Accounting Principles Flashcards
What is the difference between management and financial accounts?
Management accounts are for internal use of management team
Financial accounts are company accounts produced by law
What are the three components of management accounts?
Profit and loss account
Balance Sheet
Cashflow
What is the purpose of management accounts?
To review income and outgoings and make sure the financial position of the business is healthy and sustainable and the business plan is on track.
What information must be supplied annually for company accounts?
Balance sheet showing financial position at the end of the year.
Profit and loss account to report on performance over the financial year.
Cashflow
Notes about the accounts.
Directors report.
Copies of the above should be sent to shareholders, people who attend AGMs, Companies House and HMRC as part of the company tax return.
Difference between a profit and loss account and balance sheet?
Profit and loss account shows revenue and expenses during period (shows if company is profitable).
Balance sheet sumarises the financial position of a company at a point in time (assets, equity and liability). Shows what the company is actually worth.
Why request three year accounts?
Check for patterns, one year wouldn’t show significant trends.
What might you ask a contractor to provide?
Profit and loss account (3 years)
Balance Sheet (3 years)
Cashflow
Orderbook
Do year–on–year turnover increases suggest positives?
Not necessarily – form could be in difficulty and over committing resources to claw back losses to remain seen as profitable.
What are the advantages / disadvantages of using audited / submitted accounts?

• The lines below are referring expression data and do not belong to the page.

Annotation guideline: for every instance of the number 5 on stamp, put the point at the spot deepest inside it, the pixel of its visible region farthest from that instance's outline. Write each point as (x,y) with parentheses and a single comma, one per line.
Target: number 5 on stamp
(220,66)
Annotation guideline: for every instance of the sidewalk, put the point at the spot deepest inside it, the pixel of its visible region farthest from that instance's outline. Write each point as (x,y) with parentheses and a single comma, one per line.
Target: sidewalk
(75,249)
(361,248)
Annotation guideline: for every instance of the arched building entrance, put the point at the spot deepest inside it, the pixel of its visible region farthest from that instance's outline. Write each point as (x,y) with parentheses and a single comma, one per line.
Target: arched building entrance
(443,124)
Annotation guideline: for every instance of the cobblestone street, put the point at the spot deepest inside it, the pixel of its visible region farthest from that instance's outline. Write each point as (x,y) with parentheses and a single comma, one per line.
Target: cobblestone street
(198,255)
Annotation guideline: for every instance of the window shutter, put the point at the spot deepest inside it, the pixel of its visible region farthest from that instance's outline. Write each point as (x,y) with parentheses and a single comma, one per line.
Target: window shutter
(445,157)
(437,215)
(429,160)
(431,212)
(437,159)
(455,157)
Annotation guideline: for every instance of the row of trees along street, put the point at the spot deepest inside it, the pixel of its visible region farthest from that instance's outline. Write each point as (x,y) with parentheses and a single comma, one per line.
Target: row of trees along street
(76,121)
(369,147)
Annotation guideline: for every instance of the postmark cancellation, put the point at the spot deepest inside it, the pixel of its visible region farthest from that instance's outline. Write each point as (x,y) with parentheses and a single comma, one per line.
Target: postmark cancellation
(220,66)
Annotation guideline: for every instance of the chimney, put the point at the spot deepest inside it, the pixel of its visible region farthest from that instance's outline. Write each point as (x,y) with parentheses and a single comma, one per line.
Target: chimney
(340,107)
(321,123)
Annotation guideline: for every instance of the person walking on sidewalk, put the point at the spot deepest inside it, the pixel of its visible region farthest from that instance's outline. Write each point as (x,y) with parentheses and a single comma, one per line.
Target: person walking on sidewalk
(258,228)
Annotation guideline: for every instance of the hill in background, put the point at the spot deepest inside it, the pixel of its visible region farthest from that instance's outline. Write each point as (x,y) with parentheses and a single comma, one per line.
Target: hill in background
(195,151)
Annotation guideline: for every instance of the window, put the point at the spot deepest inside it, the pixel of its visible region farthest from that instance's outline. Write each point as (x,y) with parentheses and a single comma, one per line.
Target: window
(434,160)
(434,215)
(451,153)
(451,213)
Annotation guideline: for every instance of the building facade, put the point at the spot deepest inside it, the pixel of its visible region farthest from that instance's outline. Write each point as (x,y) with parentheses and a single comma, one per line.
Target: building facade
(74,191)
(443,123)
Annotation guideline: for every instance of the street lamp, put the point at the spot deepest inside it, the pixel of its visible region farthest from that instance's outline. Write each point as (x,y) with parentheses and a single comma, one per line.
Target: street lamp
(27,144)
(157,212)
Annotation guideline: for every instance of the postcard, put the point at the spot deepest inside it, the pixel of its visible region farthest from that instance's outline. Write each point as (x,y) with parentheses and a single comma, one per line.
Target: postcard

Always at least a year out of date
– Dun and Bradstreet
– Creditsafe
What are main types of ratio analysis used to assess a companies financial strength?
Liquidity
– Current ratio: current assets / current liabilities – tests ability to pay debts.
– Acid test: Current assets excluding stock / current liabilities – shows liquidity by excluding cash invested in stock.
Solvency
– Gearing: Debt / Equity
Efficiency
– Stock turnover: Average cost of sales / average value of stock.
Why are these ratios important?
To assess the financial stability of contractors and those tendering for a contract. To protect the employer from going into contract with a contractor who may later become insolvent.
To monitor the financial position of own accounts, if working as a sole trader or running a practice or joining the management team at C5.
To assess the covenant strength of potential tenants and landlords
To assess competitors.
Why is the Companies Act 2006 relevant to surveyors?
The Companies Act 2006 forms the primary source of UK company law and determines the accounting provisions for all business’ and director responsibility.